The specialist MGs and Rileys were to be the last of their separate-chassis line — except for the MG Midget TF and MGA, which latter lasted until the monocoque MG MGB of 1962. The bigger Morris and Wolseley cars shared an identical monocoque structure aft of their engine compartments and almost all mechanicals, the Minor's structure was a smaller version of the same monocoque design.

However, on Friday 23 November 1951 a joint statement announced plans for a merger. The two companies would retain their separate identities and would not produce the same models.

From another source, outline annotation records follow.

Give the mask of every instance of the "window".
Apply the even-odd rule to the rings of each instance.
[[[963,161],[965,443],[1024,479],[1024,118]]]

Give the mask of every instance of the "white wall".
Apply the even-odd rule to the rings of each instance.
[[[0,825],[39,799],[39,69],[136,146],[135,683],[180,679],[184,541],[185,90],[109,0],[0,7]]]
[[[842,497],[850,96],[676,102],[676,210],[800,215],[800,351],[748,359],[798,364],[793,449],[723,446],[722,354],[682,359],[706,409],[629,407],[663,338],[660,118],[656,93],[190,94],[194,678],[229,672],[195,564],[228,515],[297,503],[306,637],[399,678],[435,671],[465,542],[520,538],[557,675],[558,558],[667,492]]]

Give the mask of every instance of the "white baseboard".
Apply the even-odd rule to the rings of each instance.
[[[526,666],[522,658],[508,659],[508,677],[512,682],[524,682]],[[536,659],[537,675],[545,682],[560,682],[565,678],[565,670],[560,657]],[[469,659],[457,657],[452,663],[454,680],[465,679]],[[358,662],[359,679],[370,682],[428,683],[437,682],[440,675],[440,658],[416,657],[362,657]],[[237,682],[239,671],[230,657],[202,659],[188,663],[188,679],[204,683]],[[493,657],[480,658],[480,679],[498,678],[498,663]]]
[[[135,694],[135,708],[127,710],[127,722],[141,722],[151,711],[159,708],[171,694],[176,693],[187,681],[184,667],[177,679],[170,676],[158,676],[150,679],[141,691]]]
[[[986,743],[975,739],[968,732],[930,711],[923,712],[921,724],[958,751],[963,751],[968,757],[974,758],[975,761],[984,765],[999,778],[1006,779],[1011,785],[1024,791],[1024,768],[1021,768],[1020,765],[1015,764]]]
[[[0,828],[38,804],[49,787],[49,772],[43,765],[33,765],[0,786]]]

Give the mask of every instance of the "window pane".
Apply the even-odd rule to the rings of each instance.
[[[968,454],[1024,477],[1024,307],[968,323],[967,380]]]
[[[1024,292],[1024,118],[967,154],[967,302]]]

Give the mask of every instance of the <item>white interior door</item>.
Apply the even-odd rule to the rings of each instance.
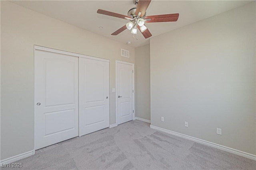
[[[35,51],[35,149],[78,136],[78,57]]]
[[[79,136],[109,126],[109,61],[79,58]]]
[[[133,64],[117,63],[118,125],[134,118]]]

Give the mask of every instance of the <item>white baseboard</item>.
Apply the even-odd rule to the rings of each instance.
[[[112,128],[112,127],[115,127],[116,126],[117,126],[117,124],[116,123],[112,124],[112,125],[109,125],[110,128]]]
[[[31,150],[30,151],[27,152],[26,152],[23,153],[21,154],[19,154],[14,156],[7,158],[6,159],[1,160],[0,161],[0,164],[7,164],[8,163],[12,163],[14,162],[17,161],[21,159],[26,158],[30,156],[33,155],[34,154],[34,150]]]
[[[146,119],[142,119],[138,117],[135,117],[135,120],[138,120],[140,121],[143,121],[145,122],[149,123],[150,123],[150,121],[149,120],[147,120]]]
[[[224,150],[229,152],[230,152],[234,154],[236,154],[238,155],[239,155],[245,157],[247,158],[248,158],[253,160],[256,160],[256,155],[251,154],[249,153],[247,153],[244,151],[238,150],[233,148],[229,148],[228,147],[225,147],[224,146],[221,145],[220,145],[217,144],[216,143],[213,143],[212,142],[209,142],[208,141],[204,141],[200,139],[196,138],[195,137],[192,137],[190,136],[184,135],[181,133],[178,133],[177,132],[174,132],[173,131],[170,131],[169,130],[166,129],[165,129],[161,128],[161,127],[157,127],[156,126],[152,126],[150,125],[150,128],[158,130],[162,132],[165,132],[167,133],[169,133],[174,135],[177,136],[179,137],[182,137],[182,138],[186,139],[190,141],[194,141],[194,142],[197,142],[198,143],[201,143],[202,144],[205,145],[206,145],[209,146],[213,147],[214,148],[216,148],[217,149],[220,149],[221,150]]]

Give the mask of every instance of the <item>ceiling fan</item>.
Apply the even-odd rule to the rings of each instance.
[[[126,29],[131,29],[131,33],[134,35],[137,34],[138,29],[145,38],[148,38],[152,36],[152,34],[145,25],[145,22],[173,22],[177,21],[179,18],[179,14],[146,16],[146,10],[151,0],[133,0],[133,1],[136,7],[130,9],[127,16],[100,9],[97,11],[98,14],[130,21],[126,25],[112,33],[112,35],[116,35]]]

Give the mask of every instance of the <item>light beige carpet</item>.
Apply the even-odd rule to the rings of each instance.
[[[157,131],[138,120],[42,149],[16,162],[26,170],[256,169],[256,161]]]

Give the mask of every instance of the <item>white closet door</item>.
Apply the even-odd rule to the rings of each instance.
[[[117,95],[118,124],[133,119],[133,66],[117,63]]]
[[[35,51],[35,149],[76,137],[78,57]]]
[[[109,126],[108,61],[79,58],[79,136]]]

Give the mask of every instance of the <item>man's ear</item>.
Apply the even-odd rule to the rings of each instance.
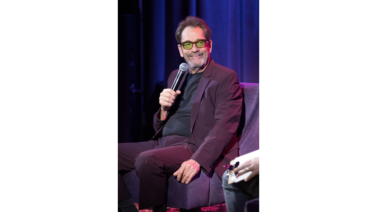
[[[181,47],[181,44],[178,44],[178,51],[179,51],[179,54],[181,54],[181,57],[183,57],[183,52],[182,52],[182,48]]]
[[[210,53],[212,52],[212,40],[210,40],[210,42],[208,42],[208,46],[209,46]]]

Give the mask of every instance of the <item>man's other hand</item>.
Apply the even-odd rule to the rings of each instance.
[[[182,183],[186,182],[186,184],[188,184],[195,175],[199,172],[199,170],[200,165],[196,161],[190,159],[183,162],[181,167],[173,175],[177,176],[178,181]]]

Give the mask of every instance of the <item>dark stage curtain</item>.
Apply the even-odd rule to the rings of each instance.
[[[167,80],[171,71],[185,62],[175,32],[179,22],[188,15],[203,19],[211,28],[211,56],[216,62],[236,71],[240,81],[259,82],[258,0],[143,1],[143,7],[144,24],[149,26],[144,35],[148,43],[148,55],[145,56],[149,59],[145,62],[153,64],[148,67],[150,85]]]
[[[127,0],[118,7],[119,142],[147,140],[154,133],[160,93],[185,62],[175,34],[187,16],[211,28],[216,62],[234,70],[241,82],[259,82],[258,0]]]

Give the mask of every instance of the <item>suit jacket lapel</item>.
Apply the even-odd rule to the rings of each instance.
[[[190,118],[190,132],[192,135],[192,129],[198,116],[199,113],[199,107],[200,106],[200,101],[202,100],[202,97],[204,93],[204,91],[207,84],[211,81],[210,77],[212,76],[212,71],[215,67],[215,61],[211,58],[208,66],[204,70],[203,75],[200,78],[200,81],[198,85],[198,88],[196,89],[196,92],[194,97],[194,100],[192,101],[192,106],[191,107],[191,117]]]

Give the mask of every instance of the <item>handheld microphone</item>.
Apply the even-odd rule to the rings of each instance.
[[[187,71],[188,69],[188,66],[187,65],[187,63],[181,63],[181,65],[179,65],[179,71],[178,71],[178,73],[177,74],[177,77],[175,77],[174,82],[173,82],[173,85],[171,86],[172,90],[174,91],[177,91],[177,89],[178,89],[179,84],[181,83],[181,80],[182,80],[182,78],[183,78],[183,75],[185,74],[185,72]]]

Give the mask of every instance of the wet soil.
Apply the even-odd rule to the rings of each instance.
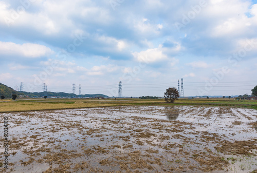
[[[7,172],[254,172],[257,111],[121,106],[1,113]],[[1,142],[3,139],[1,139]],[[0,157],[4,158],[0,148]]]

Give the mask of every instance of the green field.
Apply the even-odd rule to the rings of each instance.
[[[76,103],[76,102],[83,103]],[[163,99],[28,99],[0,101],[0,112],[126,105],[222,106],[257,109],[256,101],[237,101],[233,99],[179,99],[173,103],[166,103]]]

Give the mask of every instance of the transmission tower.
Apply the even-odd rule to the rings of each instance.
[[[18,86],[17,85],[15,85],[15,91],[19,91],[18,90],[19,90]]]
[[[80,84],[80,86],[79,86],[79,95],[81,95],[81,85]]]
[[[121,82],[121,81],[120,81],[120,82],[119,82],[119,92],[118,94],[118,98],[122,97],[122,83]]]
[[[178,93],[179,93],[179,80],[177,80],[177,90],[178,91]]]
[[[20,85],[20,91],[23,91],[23,82],[21,82]]]
[[[43,92],[45,92],[46,91],[46,84],[44,83],[43,84]]]
[[[72,93],[74,94],[75,93],[75,91],[76,90],[76,85],[75,84],[72,84]]]
[[[185,97],[184,95],[184,88],[183,88],[183,78],[181,79],[181,91],[180,96]]]

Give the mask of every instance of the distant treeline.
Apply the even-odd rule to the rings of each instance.
[[[140,98],[140,99],[158,99],[157,97],[156,96],[142,96]]]
[[[101,94],[81,94],[77,95],[74,93],[69,93],[65,92],[28,92],[25,91],[16,91],[11,87],[9,87],[4,84],[0,83],[0,97],[4,95],[5,98],[11,98],[12,94],[16,94],[17,95],[23,95],[24,97],[28,96],[30,98],[42,98],[44,96],[47,97],[66,97],[66,98],[108,98],[107,95]]]

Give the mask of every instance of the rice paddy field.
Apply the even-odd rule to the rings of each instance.
[[[257,171],[256,102],[80,101],[0,103],[9,141],[0,172]]]

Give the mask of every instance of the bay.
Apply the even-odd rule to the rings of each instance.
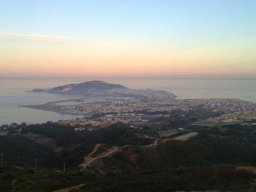
[[[256,102],[256,79],[0,79],[0,125],[57,121],[82,118],[81,115],[61,114],[18,105],[39,105],[53,101],[79,99],[67,95],[26,92],[85,81],[101,80],[132,89],[147,88],[172,92],[177,99],[237,98]],[[104,97],[85,99],[85,102],[104,101]],[[69,102],[67,105],[71,104]],[[65,105],[63,103],[63,105]]]

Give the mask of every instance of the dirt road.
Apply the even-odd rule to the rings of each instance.
[[[88,155],[84,157],[84,162],[82,163],[79,165],[80,167],[83,167],[83,168],[85,168],[88,165],[89,165],[92,162],[94,161],[95,160],[99,159],[100,158],[102,158],[103,157],[106,157],[109,155],[111,155],[113,153],[116,152],[117,149],[118,149],[119,148],[118,147],[116,147],[114,146],[112,147],[111,149],[108,149],[107,152],[103,153],[103,154],[102,155],[98,157],[93,157],[91,156],[95,152],[97,151],[98,150],[98,148],[101,145],[101,144],[98,143],[95,145],[95,147],[93,149],[93,150]]]
[[[174,138],[174,140],[179,140],[180,141],[186,141],[190,137],[195,136],[197,135],[198,133],[195,132],[192,132],[189,133],[189,134],[186,134],[185,135],[181,135],[181,136],[177,137]]]

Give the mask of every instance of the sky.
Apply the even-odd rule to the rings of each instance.
[[[255,78],[255,0],[2,0],[0,78]]]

Forty years later the merger was recognised to have been a political decision in the face of American competition and the absence of heirs for either Morris or Austin.

==British Motor Corporation==
Morris Motors Limited merged with The Austin Motor Company Limited in The British Motor Corporation Limited in 1952. The two groups were very evenly matched, not only in financial terms, each had produced and sold in the previous year an almost identical number of vehicles.

By an agreement between the Nuffield and Austin groups announced in November 1951 a new company was incorporated in February 1952 and named The British Motor Corporation Limited. On 29 February 1952 it offered to buy all the shares in Morris Motors Limited giving in exchange shares in BMC.

Holders of the ordinary shares in either Morris or Austin received the same number of new ordinary shares in BMC.
Holders of preferred shares, because of the four different classes in Austin's capital received various apportionments of new 5% cumulative preference shares related to their market valuations. If BMC's offer had been accepted in full the capital of BMC would have been £9.2 million in preference shares with £4.8 million in ordinary shares. The effective date for exchange of the shares was to be 31 March 1952.

On 10 April 1952 it was announced that sufficient acceptances had been received to satisfy the conditions of the offer of 29 February.

The first published balance sheet of BMC, 31 July 1952 showed:
Current assets £54.8 million
Current liabilities £28.0 million
Net current assets £26.8 million
Fixed assets £17.5 million
Issued capital and reserves £44.3 million

On 8 September 1952 the British Motor Corporation advertised that it included:
- Morris Motors Limited
- Morris Commercial Cars Limited
- Nuffield (Australia) Pty Limited
- Nuffield Exports Limited
- Nuffield Metal Products Limited
- Riley Motors Limited
- The M.G. Car Company Limited
- The S.U. Carburetter Company Limited
- Wolseley Motors Limited

as well as:
- The Austin Motor Company Limited
- Austin Motor Export Corporation Limited
- The Austin Finance Company Limited
- Vanden Plas (England) 1923 Limited
- The Austin Motor Company (Canada) Limited
- The Austin Motor Company Limited (England)
- The Austin Motor Company (Australia) Limited
- The Austin Motor Company (South Africa) (Proprietary) Limited
- The Austin Motor Company (Rhodesia) Limited

==Continuing identity==
The Nuffield Organization and its members retained their individual identities until the formation of British Leyland.